Why Millennials should be investing in Mutual Funds

According to Fidelity Investments’ 2016 Millennial Money Study, 60% of young adults are saving for retirement and 62% have an investment account. When it comes to what they’re investing in, Mutual Funds are a top choice.

Millennials, also known as Gen Y, is the generation born between 1982 and 2004. As the first generation to be born into a digital first world how Gen Y goes about investing money is vastly different from the previous generations. For one, the access to quality and accurate information, that’s available with just a click, eliminates the strenuousness in planning for long term financial goals.

Research has shown that the Millennial generation tends to be progressive, risk takers in their investment approach.
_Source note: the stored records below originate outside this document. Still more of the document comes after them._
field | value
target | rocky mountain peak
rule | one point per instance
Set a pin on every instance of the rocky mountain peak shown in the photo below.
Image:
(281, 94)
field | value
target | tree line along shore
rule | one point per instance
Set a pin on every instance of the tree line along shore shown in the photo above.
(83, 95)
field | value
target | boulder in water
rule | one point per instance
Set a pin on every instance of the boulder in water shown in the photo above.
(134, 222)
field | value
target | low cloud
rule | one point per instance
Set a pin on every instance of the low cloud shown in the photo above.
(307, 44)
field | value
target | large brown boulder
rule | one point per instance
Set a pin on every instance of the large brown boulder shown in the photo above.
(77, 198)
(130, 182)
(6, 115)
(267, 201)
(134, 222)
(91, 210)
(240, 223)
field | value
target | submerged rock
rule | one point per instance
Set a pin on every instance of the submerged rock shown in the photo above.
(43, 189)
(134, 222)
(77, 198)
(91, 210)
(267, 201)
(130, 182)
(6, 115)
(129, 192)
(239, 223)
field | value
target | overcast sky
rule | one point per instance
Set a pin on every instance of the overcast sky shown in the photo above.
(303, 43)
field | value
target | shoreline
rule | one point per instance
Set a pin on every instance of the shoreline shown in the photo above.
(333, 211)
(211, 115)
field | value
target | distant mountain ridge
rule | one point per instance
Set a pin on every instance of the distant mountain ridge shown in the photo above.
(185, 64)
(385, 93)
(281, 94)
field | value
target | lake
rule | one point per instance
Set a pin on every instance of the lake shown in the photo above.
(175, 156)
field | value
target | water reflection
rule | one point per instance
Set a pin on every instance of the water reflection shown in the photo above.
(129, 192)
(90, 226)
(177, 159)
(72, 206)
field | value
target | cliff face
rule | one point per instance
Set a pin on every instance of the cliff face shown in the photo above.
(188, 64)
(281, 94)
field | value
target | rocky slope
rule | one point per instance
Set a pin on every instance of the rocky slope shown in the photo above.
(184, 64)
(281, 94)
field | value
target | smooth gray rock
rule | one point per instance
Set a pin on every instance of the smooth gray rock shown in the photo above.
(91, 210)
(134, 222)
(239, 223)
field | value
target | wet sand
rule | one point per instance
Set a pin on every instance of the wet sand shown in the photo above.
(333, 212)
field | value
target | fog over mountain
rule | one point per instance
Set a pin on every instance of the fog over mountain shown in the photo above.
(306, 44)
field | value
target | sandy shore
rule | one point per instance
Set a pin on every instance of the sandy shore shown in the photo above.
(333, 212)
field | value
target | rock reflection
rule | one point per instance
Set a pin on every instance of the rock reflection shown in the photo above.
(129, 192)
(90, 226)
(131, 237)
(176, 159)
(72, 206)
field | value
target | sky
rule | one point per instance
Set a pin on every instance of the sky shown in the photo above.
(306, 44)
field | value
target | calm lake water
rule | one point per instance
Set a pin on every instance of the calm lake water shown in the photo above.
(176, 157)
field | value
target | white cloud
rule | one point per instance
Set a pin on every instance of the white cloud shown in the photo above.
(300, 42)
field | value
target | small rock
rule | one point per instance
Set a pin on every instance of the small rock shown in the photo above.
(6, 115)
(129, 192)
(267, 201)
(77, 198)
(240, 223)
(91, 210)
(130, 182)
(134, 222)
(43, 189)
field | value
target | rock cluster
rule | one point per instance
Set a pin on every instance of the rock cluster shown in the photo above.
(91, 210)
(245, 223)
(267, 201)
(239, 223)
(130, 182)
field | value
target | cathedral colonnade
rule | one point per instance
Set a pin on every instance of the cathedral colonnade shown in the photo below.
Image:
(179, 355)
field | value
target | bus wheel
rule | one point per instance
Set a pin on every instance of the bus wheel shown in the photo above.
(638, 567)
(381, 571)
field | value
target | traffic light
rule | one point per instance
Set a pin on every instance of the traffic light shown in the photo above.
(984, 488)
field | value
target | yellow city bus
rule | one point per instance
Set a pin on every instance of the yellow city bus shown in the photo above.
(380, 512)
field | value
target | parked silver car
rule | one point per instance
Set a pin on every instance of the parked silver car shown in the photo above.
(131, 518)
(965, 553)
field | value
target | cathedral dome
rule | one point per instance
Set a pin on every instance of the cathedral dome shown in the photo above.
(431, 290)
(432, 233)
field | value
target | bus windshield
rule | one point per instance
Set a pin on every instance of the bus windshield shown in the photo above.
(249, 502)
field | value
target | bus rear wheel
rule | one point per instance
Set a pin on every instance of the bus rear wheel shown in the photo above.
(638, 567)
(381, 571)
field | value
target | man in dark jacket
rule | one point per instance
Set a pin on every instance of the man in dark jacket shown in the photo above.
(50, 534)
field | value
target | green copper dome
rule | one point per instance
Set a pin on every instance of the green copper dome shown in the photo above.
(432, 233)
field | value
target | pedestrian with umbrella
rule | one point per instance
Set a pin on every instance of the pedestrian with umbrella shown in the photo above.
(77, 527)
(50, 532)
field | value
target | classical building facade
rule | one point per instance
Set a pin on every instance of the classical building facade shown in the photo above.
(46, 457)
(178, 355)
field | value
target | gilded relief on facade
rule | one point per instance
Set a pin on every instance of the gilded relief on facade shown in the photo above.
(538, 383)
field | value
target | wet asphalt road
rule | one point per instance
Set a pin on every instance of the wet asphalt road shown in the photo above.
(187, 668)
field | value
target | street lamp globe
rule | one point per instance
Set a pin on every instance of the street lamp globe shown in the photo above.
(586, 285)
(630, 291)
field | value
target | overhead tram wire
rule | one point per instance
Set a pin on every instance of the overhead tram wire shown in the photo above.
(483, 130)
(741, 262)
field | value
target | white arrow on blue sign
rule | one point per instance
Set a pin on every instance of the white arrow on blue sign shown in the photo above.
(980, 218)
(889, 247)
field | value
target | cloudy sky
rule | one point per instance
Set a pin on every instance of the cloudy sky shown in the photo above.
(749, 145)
If, like me, you’re part of the Gen Y then chances are that you’re more self-directed, and proactive DIY investment strategies sound more appealing to you than to wait for your financial advisors.

With members of Gen Y approaching their potential peak earning years and since accumulating wealth requires broader, long-term thinking, there is no better time to get that savings fund growing than now! “It’s the ‘rolling snowball’ effect. The longer you leave your money to work, the more exciting the numbers get,” says Kapil Narang, COO, Ameriprise India.

Where to Invest:

Having been a commerce graduate and a fellow “GenY-ite”, it didn’t take me too long to figure that idle cash lying in your bank savings account or at any other safe place (like FD) does not grow much since the interest on it is only sufficient to cover inflation and does not cause an actual growth in buying power.

But when you invest in Mutual Funds (or other assets), you make your money work for you. Since the amount increases substantially over a considerable frame of time, you can use it to fulfill your long-term needs.

The ideal form of long term investment is through Equity. There are various ways to invest in equity—you can either trade directly or invest through mutual funds.

  1. Equity Trading has higher volatility but for a well informed investor could also reap higher returns. It also requires in-depth research and analysis that not everyone may have the time or aptitude for.
  2. If, instead of buying stocks yourself, you entrust a fund house to do it, you invest in a Mutual Fund. You can put in a lump sum or invest periodically (via Systematic Investment Plans). A Fund Manager actively monitors your investment according to your risk tolerance and financial goals. You may not earn as well as you might through trading stocks, but the risk is also lesser.
Start investing early

Mutual funds can be a less intimidating proposition for adults in their 20s and 30s who may be leery of purchasing individual stocks. Further time is on your side and you should use it well. Owning a portfolio of different mutual fund schemes, where the risk of one evens out with the risk of another, will have expected returns that are far better than the upside of leaving your money parked in a bank. This is the basis of “diversification”. Also, as a lot of experts say, for first-time income earners, it’s safest to start with mutual fund SIPs.

To illustrate – an investment in Direct Mutual Funds with auto-sweep facility, investing Rs 2,000 a month at the age of 20 will have accumulated to Rs 2.40 crore by the time you are 60 years of age (at 12% rate of return). If, on the other hand, you start investing the same amount at the age of 30, you will be able to pile up only Rs 70 lakhs.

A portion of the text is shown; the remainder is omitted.